God was with Joseph, and He showed him kindness, making him find favor with the warden of the dungeon. Soon, the warden had placed all the prisoners in the dungeon under Joseph's charge. [Joseph] took care of everything that had to be done. The warden did not have to look after anything that was under [Joseph's] care. God was with [Joseph], and God granted him success in everything he did.

The Prisoners’ Dreams

Soon after this, the Egyptian king's wine steward and baker offended their master, who was the king of Egypt. Pharaoh was incensed at his two courtiers, the chief steward and chief baker, and he had them arrested. They were placed in the house of the captain of the guard, in the same dungeon where Joseph was imprisoned. They were under arrest for a long period of time, and the captain assigned Joseph to look after them.
One night, the two of them dreamed. The Egyptian king's steward and baker, who were imprisoned in the dungeon, each had a dream that seemed to have a special meaning. When Joseph came to them in the morning, he saw that they were upset. He tried to find out what was wrong with Pharaoh's courtiers who were his fellow prisoners in his master's house. "Why do you look so worried today?" he asked.
"We [each] had a dream," they replied, "and there is no one [here] to interpret it."
"Interpretations are God's business," replied Joseph. "If you want to, tell me about [your dreams]."
The chief steward related his dream to Joseph. "In my dream," he said, "there was a grape vine right there in front of me. The vine had three branches. As soon as its buds formed, its blossoms bloomed, and its clusters ripened into grapes. Pharaoh's cup was in my hand. I took the grapes and squeezed them into Pharaoh's cup. Then I placed the cup in Pharaoh's hand."

Joseph said to him, "This is the interpretation: The three branches are three days. In three days, Pharaoh will lift your head and give you back your position. You will place Pharaoh's cup in his hand, just as you did before, when you were his steward.
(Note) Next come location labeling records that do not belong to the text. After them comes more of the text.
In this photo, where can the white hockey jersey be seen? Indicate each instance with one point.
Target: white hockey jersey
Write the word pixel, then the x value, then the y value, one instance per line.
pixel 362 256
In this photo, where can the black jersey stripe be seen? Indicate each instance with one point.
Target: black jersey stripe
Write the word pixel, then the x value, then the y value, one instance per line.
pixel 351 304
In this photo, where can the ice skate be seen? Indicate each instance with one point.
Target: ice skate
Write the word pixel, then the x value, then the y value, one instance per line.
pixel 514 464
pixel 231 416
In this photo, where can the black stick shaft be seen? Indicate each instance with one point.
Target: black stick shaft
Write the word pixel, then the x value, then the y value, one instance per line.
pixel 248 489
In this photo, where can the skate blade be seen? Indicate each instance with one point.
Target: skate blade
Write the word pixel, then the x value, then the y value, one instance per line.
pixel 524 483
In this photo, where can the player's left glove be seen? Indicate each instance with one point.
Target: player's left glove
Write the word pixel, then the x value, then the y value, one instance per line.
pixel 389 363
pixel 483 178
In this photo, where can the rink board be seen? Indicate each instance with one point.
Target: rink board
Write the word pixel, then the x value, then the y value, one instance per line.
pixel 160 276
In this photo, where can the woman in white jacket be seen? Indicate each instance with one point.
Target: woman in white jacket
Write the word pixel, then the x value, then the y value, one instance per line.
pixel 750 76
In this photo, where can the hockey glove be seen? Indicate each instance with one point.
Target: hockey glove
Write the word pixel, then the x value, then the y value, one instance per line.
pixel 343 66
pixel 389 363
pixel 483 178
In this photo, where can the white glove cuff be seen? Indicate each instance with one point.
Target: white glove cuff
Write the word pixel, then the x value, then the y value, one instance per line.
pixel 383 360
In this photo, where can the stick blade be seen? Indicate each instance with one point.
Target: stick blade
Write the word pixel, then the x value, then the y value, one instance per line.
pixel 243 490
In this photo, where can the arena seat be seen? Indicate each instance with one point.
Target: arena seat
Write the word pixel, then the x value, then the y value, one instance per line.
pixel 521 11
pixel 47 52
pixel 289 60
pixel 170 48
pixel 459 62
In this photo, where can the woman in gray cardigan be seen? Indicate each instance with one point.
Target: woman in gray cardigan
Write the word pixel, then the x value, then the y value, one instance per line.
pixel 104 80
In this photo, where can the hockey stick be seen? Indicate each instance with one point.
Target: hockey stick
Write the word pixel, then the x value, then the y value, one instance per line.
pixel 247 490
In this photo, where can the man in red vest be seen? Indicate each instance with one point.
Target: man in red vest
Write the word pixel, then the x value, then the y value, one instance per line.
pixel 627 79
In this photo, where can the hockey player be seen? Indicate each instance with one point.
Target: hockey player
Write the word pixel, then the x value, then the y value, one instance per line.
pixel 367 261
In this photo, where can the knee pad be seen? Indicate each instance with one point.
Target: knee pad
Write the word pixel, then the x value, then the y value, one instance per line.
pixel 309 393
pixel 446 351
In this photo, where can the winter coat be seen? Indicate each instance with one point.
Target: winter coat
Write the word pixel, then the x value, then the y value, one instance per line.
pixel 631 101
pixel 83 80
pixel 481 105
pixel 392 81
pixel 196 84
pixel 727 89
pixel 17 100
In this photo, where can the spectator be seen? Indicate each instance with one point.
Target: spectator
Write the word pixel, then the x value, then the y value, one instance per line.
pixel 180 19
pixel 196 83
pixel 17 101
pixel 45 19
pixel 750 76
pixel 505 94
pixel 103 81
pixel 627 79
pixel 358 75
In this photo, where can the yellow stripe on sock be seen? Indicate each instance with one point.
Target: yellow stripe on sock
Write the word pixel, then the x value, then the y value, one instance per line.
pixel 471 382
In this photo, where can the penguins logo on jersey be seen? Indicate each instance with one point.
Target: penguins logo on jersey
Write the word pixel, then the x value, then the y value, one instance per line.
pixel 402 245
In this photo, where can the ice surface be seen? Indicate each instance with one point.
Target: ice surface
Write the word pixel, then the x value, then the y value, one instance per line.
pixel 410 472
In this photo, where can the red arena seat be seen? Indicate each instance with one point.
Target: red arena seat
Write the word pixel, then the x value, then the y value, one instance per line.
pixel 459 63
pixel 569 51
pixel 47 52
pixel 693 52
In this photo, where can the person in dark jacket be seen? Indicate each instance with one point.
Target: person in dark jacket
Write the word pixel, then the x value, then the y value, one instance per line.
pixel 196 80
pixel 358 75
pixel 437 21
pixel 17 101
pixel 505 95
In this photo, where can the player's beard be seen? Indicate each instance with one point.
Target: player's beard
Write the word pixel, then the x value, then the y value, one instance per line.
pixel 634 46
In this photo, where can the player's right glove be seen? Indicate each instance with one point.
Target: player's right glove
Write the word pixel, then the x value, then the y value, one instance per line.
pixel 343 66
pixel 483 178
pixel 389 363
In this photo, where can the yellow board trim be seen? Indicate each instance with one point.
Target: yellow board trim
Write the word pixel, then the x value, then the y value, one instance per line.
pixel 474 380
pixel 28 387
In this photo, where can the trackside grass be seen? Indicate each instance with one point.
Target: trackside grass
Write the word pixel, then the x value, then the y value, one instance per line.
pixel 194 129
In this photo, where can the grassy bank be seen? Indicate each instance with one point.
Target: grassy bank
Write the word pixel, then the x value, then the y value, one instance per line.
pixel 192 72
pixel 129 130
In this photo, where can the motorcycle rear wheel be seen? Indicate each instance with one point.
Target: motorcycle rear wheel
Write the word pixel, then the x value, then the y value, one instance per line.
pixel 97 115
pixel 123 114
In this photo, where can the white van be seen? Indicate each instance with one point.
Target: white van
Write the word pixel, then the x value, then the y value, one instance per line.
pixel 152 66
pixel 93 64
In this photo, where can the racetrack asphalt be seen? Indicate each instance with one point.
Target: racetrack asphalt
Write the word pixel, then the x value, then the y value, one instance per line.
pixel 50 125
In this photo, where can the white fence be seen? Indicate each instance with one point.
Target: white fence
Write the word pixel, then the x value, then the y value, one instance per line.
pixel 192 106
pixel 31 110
"But when things go well for you, just remember that I was with you. Do me a favor and say something about me to Pharaoh. Perhaps you will be able to get me out of this place. I was originally kidnapped from the land of the Hebrews, and when I came here, I did not do anything to deserve being thrown in the dungeon."
The chief baker saw that [Joseph] was able to give a good interpretation. He said to Joseph, "I also saw myself in my dream. There were three baskets of fine white bread on my head. In the top basket, there were all kinds of baked goods that Pharaoh eats. But birds were eating it from the basket on any head!"
Joseph replied, "This is its interpretation: The three baskets are three days. In three days, Pharaoh will lift your head - right off your body! He will hang you on a gallows, and the birds will eat your flesh."
The third day was Pharaoh's birthday, and he made a feast for all his servants. Among his servants, he gave special attention to the chief wine steward and the chief baker. He restored the chief steward to his position, and allowed him to place the cup in Pharaoh's hand. The chief baker, however, was hanged, just as Joseph had predicted.

The chief steward did not remember Joseph. He forgot all about him.